Table 3 Experimental results based on Quanzhou data set
Table 4 Experimental results based on Zhuhai data set

From the figures and tables, it can be seen that compared with DQN, Dueling-DQN, and the original DDQN algorithm, the HES-DDQN pre-signal timing model proposed in this paper is optimal in the evaluation of straight bus delay, social vehicle delay, social vehicle queue length and stopping times indicators. In the experiment of the Quanzhou dataset, the social vehicle delay and social vehicle queue length average metrics improved by 3.8\(\%\) and 3.0\(\%\) compared to the suboptimal DDQN algorithm. In the Zhuhai dataset, the social vehicle delay is improved by 4.8\(\%\), and the social vehicle queue length is improved by 7.3\(\%\) compared to the suboptimal DDQN algorithm.
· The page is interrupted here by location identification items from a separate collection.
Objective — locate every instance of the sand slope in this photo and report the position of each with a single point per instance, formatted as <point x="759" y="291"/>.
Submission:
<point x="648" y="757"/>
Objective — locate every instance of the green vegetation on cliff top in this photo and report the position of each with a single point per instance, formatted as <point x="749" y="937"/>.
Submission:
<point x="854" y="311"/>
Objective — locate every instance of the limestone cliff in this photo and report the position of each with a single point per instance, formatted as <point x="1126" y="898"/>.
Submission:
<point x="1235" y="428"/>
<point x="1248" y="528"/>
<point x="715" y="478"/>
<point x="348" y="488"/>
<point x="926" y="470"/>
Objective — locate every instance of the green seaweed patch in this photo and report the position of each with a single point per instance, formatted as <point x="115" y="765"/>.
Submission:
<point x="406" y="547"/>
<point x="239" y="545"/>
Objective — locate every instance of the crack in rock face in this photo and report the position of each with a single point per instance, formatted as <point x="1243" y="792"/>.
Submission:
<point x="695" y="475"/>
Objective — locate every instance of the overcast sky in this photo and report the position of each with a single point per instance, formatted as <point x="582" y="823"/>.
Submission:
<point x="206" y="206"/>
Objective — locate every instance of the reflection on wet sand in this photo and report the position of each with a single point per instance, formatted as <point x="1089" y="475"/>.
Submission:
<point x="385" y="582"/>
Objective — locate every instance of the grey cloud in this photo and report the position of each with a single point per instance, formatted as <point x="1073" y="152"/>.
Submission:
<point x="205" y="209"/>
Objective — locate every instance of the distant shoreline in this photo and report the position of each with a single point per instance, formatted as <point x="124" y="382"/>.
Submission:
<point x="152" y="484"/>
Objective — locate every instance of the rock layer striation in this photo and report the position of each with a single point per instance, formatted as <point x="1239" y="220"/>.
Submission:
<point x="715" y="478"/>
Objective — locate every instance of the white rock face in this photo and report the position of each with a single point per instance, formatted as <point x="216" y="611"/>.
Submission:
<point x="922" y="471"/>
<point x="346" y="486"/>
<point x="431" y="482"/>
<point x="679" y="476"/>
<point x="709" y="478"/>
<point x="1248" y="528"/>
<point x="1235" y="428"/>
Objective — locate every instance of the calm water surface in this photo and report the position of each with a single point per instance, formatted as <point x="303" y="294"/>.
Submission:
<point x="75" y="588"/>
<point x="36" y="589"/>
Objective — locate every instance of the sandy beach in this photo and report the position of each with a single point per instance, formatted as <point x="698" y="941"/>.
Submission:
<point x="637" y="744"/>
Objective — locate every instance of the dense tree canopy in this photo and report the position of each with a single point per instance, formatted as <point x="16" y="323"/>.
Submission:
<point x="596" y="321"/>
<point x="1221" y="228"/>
As the above two sets of experimental results demonstrate, HES-DDQN applied to the pre-signal mechanism can not only improve the efficiency of bus traffic but also minimize the impact on social vehicles. However, it is also concluded from Table 3 and the comparison graph of left-turn bus delays that none of the above algorithms achieve stable optimization for both left-turn bus delays, and social vehicle stopping times indicators. Although HES-DDQN can effectively improve the efficiency of left-turning buses in most cases as in the Zhuhai dataset, there is a chance that the optimization is not as effective as in the Quanzhou dataset. The main reason for such experimental results is that there is a conflict between straight-ahead social vehicles and left-turn buses in the bus advance area, which leads to left-turn buses failing to pass the main signal in time and forcing social vehicles to stop. This problem can be solved by appropriately extending the green time of the main signal so that buses can pass smoothly, and it is also a problem that needs to be solved in subsequent research work.

Conclusion and prospect

The rapid increase of social vehicles has aggravated the congestion of urban traffic, and the pre-signal mechanism for bus priority can effectively relieve the road traffic pressure. In response to the method of calculating the main and pre-signal phase difference using the formula method in previous literature, this paper proposes a HES-DDQN pre-signal timing model using the deep reinforcement learning method based on its shortcomings to realize the adaptive optimal control of pre-signal and better allocate time and space priority for buses. HES-DDQN combines the \(\epsilon \)-greedy strategy with the Boltzmann strategy and employs a hybrid exploration strategy. Through multiple comparison experiments with mainstream DQN, Dueling-DQN, original DDQN algorithm, and pre-signal mechanism based on formula method, we are able to find that HES-DDQN achieves better results in terms of social vehicle delay, queue length, and number of stops.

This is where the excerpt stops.